This isn't even that good of a picture! :scream: At least I'm learning!

03 March 2006, 02:23 PM
wow, really starting to take shape. great characterisation.

03 March 2006, 05:45 PM
i would make the characters in the foreground the main centre of interest. I love this part of the composition. So much going on and it has the scope to convey alot of character emotion. I would also like to see the girl (hugging the man) have a sad expression on her face.

03 March 2006, 06:15 PM
90% of the time, viewing the thumb of an image can tell you if you've got the colour balance right, and I think you're well on the way. Two centres of interest is fine, as long as one is more interesting than the other! All in all, I don't think you have a problem here, but it's difficult to say for sure until you're further down the line. Just make sure you reduce contrast for distance; keeping contrast the same will push your background forwards and flatten the image.

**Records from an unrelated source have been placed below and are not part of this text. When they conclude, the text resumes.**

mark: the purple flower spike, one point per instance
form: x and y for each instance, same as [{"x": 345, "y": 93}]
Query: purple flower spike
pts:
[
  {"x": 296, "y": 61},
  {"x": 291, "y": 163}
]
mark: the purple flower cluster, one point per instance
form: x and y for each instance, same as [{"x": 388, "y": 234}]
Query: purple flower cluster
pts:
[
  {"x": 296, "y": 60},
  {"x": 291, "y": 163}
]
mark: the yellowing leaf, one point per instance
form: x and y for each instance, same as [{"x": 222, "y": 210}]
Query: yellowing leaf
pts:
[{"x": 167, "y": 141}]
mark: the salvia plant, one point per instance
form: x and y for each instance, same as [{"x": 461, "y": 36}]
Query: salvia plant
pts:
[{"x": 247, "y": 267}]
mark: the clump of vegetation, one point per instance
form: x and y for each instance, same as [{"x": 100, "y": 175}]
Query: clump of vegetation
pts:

(Edit: Maybe I should read other people's posts first instead of just repeating what's been said :D )

03 March 2006, 06:18 PM
You took the words right out of my mouth, thanx Baron! Yeah just as baron says less contrast, and I think the other guys explained it for u good luck with solving it ur on the right track!;)

03 March 2006, 06:56 PM's been a while since I've posted here and here's the reason why: I was thinking this pic is too ambitious for my (current) talents. I was thinking that maybe attempting something like this would be silly and just end up looking awful. I have a long way to go with my 'skillz' and maybe doing something a bit smaller (like post no. 2) would be a better option.

03 March 2006, 10:02 PM
Hehe always reach just a bit higher than you think you can pull off, this way you'll learn the most.

Another tip on getting the foreground more separated is by giving the foreground the most detail. Right now, probably because it is a bit sketchy, you have a detailed crowd, then a bit empty foreground, and then you made a lot of detail in the middleground (at the base of the stairs). I think that also makes it look more flat than you would want.

03 March 2006, 10:10 PM's been a while since I've posted here and here's the reason why: I was thinking this pic is too ambitious for my (current) talents. I was thinking that maybe attempting something like this would be silly and just end up looking awful. I have a long way to go with my 'skillz' and maybe doing something a bit smaller (like post no. 2) would be a better option.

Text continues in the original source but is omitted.